Katelyn froze, but Logan turned on the charm again.
"We were just joking, lass. Now tell me about this career you have. You're a doctor, are you?"
She hesitated but then left with him, and I didn't know whether to be worried about her or relieved that Logan was gone, at least for now.
"I should have asked her about the headache," I said, sighing.
"I asked her when we were in with Jedediah," Susan said, handing me a water bottle. "She said get some rest and be sure to drink plenty of water. Dehydration is a common headache trigger."
While I uncapped the water, Susan focused on Jack. "Should I be concerned that your friend has to be told not to steal, swindle, scheme, or—what was it?"
"Stab," I said, after I swallowed a mouthful of water.
"Great," she groaned.
Just then, Deputy Andy Kelly came bursting in through the front door of the station, dressed in an old Evil Dead T-shirt and a pair of truly raggedy, paint-splattered cargo shorts. He was maybe five six and slender, with bright red hair and freckles, so he looked like a high school student. In a fight, though, he was a great man to have on your side. Jack sometimes called him the wolverine, because he was small but mighty.

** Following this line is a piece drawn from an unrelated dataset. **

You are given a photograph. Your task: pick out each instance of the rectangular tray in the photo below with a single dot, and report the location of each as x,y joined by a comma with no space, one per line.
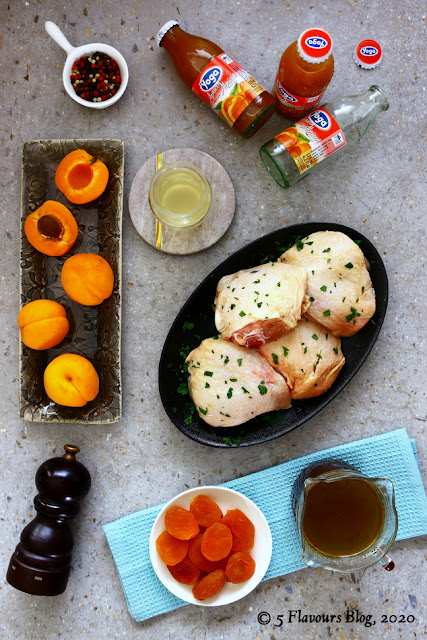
94,331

"I just heard," Andy said, skidding to a stop in front of Susan. "I was painting my mom's porch, and she couldn't decide between Shamrock Green and Irish Heather Blue, and my phone started ringing off the hook, and—"
"Which was it?" Jack's lips twitched as he studied Andy's predominantly green-splotched clothes. "I'm guessing the Shamrock."
Andy blew out a sigh. "Yeah, and it's just as awful on the porch as it is on my favorite shirt. At least it's on the back porch, so nobody has to call and report a public eyesore. Hi, Tess, Jack. Susan, is it true? The statue was back and then disappeared again?"